As the diplomatic efforts progress to reach a ceasefire agreement acceptable to all parties in the Middle East conflict, events this evening threaten to fan the flames of war rather than bring us closer to peace.
Yesterday, the Lebanese government offered to deploy 15,000 Lebanese army troops to the south, if Israel withdraws from Lebanese territory. (See my piece: Lebanon - Lebanese Army to Move South?) As I stated, this deployment is an attempt to blunt calls for a well-armed international force that would, among other tasks, oversee the disarming of Hizballah.
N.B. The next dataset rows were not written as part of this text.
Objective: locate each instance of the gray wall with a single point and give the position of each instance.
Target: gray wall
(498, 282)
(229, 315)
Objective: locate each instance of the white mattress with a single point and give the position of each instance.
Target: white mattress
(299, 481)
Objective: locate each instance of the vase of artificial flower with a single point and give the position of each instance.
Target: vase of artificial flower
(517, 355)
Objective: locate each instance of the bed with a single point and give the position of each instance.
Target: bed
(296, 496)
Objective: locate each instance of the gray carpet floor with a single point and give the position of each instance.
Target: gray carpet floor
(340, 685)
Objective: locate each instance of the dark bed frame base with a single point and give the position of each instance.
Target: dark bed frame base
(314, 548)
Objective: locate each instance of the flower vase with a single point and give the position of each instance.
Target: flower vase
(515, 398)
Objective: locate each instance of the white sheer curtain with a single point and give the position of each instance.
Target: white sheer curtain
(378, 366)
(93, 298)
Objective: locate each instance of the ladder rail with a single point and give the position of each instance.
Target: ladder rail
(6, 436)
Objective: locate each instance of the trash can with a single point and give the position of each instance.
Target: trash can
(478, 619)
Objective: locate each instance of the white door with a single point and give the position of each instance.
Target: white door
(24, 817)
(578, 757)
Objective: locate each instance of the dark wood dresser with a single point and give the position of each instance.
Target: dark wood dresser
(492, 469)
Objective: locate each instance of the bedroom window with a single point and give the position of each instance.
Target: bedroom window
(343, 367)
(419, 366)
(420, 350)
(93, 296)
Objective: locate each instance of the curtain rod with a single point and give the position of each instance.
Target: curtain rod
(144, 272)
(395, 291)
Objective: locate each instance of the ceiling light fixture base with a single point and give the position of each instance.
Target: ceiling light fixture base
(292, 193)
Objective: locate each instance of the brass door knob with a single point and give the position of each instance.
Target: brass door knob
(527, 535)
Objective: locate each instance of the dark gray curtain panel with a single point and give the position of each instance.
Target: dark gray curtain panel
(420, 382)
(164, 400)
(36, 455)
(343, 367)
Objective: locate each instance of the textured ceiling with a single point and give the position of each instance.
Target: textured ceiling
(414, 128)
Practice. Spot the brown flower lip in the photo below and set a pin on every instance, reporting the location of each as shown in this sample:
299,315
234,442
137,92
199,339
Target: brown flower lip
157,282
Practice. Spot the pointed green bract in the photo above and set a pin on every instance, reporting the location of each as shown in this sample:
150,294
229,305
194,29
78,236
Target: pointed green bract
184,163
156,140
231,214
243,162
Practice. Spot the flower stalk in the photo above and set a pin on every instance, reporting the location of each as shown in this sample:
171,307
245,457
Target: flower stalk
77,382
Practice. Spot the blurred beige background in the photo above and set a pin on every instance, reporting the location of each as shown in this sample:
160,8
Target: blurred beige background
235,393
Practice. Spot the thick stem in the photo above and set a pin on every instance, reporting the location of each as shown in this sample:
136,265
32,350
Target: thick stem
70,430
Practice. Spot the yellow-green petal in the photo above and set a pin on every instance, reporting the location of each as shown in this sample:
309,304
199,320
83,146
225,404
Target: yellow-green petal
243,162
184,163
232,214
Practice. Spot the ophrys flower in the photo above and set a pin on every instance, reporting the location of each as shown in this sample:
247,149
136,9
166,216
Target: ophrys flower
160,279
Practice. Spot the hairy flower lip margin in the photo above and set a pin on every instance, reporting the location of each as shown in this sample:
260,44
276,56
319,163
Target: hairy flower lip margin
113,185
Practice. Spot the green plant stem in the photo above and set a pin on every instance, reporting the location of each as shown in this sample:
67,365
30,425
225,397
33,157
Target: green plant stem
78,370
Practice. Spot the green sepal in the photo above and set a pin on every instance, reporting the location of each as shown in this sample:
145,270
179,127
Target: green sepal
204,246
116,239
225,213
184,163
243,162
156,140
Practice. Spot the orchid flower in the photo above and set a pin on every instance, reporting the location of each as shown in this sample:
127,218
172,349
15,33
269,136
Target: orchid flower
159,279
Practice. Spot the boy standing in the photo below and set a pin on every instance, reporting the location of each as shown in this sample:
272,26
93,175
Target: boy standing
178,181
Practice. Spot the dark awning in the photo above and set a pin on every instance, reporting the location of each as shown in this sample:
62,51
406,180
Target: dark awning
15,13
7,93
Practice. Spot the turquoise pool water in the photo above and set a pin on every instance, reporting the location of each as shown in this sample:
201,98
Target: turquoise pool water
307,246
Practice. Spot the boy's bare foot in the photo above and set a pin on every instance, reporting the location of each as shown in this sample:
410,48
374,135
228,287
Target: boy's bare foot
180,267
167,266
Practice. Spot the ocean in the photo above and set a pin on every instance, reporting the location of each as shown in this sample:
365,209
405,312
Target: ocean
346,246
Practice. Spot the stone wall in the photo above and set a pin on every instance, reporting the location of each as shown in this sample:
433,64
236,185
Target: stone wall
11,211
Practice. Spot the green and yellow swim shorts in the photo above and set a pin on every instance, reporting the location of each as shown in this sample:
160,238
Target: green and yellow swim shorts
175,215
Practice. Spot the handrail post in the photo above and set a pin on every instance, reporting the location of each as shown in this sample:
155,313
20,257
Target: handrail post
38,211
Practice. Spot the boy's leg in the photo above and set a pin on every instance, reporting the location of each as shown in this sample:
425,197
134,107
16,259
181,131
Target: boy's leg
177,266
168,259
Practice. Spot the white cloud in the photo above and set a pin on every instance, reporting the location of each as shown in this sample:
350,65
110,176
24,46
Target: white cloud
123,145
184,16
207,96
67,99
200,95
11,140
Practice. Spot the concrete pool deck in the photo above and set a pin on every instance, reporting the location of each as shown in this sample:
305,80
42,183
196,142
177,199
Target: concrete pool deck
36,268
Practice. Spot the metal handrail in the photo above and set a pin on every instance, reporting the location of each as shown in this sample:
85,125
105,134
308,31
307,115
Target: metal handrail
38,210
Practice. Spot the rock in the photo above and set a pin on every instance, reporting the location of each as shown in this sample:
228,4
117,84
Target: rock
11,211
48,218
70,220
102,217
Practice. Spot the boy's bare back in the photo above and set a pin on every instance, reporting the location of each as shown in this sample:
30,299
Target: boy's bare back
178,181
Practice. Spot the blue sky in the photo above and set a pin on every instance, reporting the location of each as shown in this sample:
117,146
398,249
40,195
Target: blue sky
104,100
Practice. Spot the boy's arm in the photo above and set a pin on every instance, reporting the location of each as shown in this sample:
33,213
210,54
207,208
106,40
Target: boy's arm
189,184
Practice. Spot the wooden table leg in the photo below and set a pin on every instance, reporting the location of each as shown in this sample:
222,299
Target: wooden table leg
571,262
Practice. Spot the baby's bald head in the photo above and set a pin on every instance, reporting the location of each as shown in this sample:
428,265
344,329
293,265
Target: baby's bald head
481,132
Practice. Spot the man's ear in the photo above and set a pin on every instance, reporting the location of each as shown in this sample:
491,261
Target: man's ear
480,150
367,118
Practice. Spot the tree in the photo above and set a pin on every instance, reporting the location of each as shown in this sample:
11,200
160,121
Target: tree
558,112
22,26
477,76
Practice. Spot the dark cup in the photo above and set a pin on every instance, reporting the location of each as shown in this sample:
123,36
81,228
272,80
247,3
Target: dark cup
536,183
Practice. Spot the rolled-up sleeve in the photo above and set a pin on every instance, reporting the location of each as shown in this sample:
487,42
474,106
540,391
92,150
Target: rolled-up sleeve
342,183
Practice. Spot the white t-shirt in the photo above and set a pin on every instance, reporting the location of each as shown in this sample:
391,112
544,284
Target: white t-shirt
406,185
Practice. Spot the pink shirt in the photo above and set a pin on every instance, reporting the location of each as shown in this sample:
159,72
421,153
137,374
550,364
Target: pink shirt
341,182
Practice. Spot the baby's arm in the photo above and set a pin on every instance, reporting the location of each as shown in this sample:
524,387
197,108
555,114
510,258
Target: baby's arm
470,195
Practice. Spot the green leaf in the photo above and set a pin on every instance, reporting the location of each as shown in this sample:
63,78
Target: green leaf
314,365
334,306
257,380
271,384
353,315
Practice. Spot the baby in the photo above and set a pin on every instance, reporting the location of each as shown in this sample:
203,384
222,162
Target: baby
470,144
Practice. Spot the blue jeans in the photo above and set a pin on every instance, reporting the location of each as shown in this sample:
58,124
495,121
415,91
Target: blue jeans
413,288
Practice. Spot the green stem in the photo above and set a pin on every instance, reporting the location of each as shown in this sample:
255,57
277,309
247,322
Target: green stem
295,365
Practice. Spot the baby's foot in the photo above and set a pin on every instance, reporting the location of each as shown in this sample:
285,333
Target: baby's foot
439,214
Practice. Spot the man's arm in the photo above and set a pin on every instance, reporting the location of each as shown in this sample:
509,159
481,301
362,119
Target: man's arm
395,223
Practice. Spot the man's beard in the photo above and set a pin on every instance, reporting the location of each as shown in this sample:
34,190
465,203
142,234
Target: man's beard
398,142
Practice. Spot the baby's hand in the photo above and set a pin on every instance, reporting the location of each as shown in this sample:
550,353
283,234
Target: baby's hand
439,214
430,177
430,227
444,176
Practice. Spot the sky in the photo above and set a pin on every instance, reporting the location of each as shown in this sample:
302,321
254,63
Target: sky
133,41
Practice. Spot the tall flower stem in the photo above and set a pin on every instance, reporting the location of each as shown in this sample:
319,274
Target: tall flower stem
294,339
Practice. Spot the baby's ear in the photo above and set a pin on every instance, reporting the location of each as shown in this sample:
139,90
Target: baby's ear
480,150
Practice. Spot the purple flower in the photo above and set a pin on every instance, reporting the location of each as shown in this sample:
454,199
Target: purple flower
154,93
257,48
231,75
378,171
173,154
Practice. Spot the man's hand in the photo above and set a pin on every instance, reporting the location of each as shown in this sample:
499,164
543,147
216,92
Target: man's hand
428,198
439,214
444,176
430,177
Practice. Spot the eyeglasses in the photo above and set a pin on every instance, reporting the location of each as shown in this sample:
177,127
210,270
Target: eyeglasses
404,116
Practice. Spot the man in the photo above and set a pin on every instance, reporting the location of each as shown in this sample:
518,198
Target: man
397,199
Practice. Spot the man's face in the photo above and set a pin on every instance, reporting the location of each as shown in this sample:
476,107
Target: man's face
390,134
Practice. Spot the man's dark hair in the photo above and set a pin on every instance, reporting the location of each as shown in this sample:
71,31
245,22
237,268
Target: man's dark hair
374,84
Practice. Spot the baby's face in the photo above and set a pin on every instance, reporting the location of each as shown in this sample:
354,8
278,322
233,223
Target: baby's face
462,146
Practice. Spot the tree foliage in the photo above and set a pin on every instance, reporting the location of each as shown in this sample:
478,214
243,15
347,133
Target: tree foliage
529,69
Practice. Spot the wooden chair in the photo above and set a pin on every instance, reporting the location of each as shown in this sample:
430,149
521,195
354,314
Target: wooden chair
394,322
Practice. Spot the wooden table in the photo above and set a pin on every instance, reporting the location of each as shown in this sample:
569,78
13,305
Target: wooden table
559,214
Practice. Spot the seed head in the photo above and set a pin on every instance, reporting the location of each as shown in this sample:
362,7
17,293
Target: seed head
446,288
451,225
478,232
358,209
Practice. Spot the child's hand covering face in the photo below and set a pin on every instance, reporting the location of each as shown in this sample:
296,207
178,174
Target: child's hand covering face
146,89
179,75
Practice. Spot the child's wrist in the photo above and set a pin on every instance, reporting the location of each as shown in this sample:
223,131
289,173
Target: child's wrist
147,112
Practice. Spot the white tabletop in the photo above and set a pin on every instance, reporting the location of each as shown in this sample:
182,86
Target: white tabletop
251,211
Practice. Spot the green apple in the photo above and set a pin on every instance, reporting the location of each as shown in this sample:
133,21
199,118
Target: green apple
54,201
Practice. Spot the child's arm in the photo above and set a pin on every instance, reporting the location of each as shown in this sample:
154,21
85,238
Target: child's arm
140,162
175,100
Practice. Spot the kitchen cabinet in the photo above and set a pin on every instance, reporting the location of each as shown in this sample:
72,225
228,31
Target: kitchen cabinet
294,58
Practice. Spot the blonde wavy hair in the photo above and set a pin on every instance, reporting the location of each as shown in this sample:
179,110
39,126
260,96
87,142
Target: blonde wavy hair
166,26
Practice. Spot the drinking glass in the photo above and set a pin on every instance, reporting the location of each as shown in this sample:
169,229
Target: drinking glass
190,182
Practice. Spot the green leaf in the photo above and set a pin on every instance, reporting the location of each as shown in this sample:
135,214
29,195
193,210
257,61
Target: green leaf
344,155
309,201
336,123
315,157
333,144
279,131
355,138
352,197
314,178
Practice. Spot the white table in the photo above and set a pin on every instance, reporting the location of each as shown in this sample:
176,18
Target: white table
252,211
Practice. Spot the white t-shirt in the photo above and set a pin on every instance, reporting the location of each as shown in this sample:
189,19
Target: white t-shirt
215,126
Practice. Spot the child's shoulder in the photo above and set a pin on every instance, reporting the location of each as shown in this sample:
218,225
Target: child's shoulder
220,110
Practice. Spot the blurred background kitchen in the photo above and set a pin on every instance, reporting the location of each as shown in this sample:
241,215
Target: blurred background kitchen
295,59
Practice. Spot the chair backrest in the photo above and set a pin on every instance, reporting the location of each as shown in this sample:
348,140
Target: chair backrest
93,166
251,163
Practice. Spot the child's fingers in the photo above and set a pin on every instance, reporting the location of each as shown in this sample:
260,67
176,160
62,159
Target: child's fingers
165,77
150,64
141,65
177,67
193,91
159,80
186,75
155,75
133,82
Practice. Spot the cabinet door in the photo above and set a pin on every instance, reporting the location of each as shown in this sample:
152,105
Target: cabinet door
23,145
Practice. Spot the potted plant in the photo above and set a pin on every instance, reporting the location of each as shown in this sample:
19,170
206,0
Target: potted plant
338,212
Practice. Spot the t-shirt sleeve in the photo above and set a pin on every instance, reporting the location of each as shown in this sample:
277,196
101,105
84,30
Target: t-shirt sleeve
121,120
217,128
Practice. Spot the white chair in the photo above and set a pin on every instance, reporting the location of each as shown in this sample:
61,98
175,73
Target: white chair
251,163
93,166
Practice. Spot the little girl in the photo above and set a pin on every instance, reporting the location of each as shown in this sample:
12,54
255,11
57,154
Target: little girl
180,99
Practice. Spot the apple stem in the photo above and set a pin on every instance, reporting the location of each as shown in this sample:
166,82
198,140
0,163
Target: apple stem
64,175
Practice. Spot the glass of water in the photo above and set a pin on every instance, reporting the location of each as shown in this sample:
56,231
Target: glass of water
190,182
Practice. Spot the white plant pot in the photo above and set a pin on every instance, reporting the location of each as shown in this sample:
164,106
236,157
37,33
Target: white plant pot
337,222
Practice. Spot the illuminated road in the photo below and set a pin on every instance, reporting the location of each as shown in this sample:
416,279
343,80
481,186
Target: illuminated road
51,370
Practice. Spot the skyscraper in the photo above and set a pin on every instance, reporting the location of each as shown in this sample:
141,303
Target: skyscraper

This is a position anathema to Hizballah and its sponsors, Syria and Iran, and several factions of the Lebanese government.
Representatives of the Arab League met yesterday in Beirut to develop an alternate resolution than that proposed by the United States and France. Today, they presented their united position to the United Nations Security Council. They believe that the Lebanese army deployment, combined with an Israeli withdrawal from Lebanese territory, will negate any other United Nations or international force than that now present, the United Nations Interim Force in Lebanon (UNIFIL). UNIFIL has been "interim" since 1978 and has been ineffective since it was deployed. It has never stopped any Hizballah (or Israeli for that matter) military operation in the area.
It comes as no surprise that this afternoon, after listening to the Arab ministers, that France - nominally an ally of the United States - has reversed itself and has withdrawn support of the draft resolution that it had authored. The French ambassador now is calling for an immediate Israeli withdrawal and does not believe that in light of the promise of a Lebanese army deployment an additional international force is required. France has caved in and basically adopted the Arab League position.
Meanwhile, the military situation continues to intensify. The Israel Defense Force chief of staff, Lieutenant General Dan Halutz, has named his deputy, Major General Moshe Kaplinsky, as the overall coordinator for Israeli military operations in Lebanon. In essence, he has fired the chief of the IDF Northern Command, Major General Udi Adam. This comes just hours before the Knesset is to vote on additional reserve force callups and expansion of the ground campaign in Lebanon. There is a growing loss of confidence in how the IDF is conducting the ground war.
This comes at a time when the IDF is stepping up its attacks on the Lebanese coast between the Israeli border and Sidon, located about 30 miles south of Beirut. Although many of the Israeli naval, air and special forces attacks are focused on the Tyre area - about 15 miles north of the border and the location of many of the rocket attacks on northern Israel - Israeli helicopter gunships have also attacked what they claim are Hizballah targets inside the largest Palestinian refugee camp in the Middle East, the sprawling 'Ayn Al-Hilwah camp.
If we're heading towards a resolution, this seems like the long way to get there.